M. Gérard César. - Rapporteur de la loi d'orientation agricole, je défendais les agriculteurs mais aussi les salariés agricoles et je suis très heureux d'achever cette séance avec cet amendement, qui rend le code rural cohérent avec la loi du 21 août 2007en faveur du travail, de l'emploi et du pouvoir d'achat. Il complète les renvois dans le code rural à la branche accidents du travail concernant la déduction forfaitaire de cotisations patronales sur les heures supplémentaires réalisées par les salariés agricoles.

M. Alain Vasselle, rapporteur. - Lorsque j'ai rapporté le projet devenu loi du 21 août 1007, Mme Lagarde a précisé que ce dispositif s'appliquait de plein droit aux agriculteurs et aux salariés agricoles.
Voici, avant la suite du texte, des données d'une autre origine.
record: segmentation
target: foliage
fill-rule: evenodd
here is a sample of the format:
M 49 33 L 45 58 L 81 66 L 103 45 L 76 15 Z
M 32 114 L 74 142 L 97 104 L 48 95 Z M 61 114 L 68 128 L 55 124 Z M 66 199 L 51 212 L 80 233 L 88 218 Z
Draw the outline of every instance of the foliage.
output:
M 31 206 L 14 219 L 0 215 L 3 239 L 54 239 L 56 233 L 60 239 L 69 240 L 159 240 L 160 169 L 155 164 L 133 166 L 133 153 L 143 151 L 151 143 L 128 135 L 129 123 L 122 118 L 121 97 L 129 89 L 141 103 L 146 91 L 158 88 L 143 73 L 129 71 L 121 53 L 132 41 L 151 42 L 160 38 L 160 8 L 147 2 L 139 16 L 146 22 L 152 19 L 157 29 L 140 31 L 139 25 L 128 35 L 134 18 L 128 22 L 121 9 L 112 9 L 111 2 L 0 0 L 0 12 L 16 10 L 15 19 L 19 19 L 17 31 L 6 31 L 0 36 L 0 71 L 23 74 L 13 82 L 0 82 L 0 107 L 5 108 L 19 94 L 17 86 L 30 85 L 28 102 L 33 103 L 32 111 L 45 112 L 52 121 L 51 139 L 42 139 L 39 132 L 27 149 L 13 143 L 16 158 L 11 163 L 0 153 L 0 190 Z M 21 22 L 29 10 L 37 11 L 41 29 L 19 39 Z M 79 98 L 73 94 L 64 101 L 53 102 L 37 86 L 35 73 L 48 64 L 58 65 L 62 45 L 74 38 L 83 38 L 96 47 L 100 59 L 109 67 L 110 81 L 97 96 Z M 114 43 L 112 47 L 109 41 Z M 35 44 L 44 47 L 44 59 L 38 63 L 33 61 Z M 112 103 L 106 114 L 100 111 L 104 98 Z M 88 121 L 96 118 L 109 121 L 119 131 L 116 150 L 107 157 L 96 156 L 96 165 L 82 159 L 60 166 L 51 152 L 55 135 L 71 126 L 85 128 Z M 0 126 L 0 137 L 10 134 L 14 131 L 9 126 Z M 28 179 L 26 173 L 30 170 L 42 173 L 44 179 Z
Qu'en pense aujourd'hui le Gouvernement?

M. Éric Woerth, ministre. - Il est favorable à l'amendement.

L'amendement n°247 est adopté.

L'article 11, modifié, est adopté.

L'article 11 bis est adopté.

Prochaine séance, aujourd'hui mercredi 14 novembre à 15 heures.

La séance est levée à 1 h 5.

Le Directeur du service du compte rendu analytique :

René-André Fabre

ORDRE DU JOUR

du mercredi 14 novembre 2007

Séance publique

A QUINZE HEURES ET LE SOIR

Suite de la discussion du projet de loi (n° 67, 2007-2008) de financement de la sécurité sociale pour 2008, adopté par l'Assemblée nationale.

Rapport (n° 72, 2007-2008) de MM. Alain Vasselle, André Lardeux, Dominique Leclerc et Gérard Dériot, fait au nom de la commission des affaires sociales.

Avis (n° 73, 2007-2008) de M. Jean-Jacques Jégou, fait au nom de la commission des finances, du contrôle budgétaire et des comptes économiques de la Nation.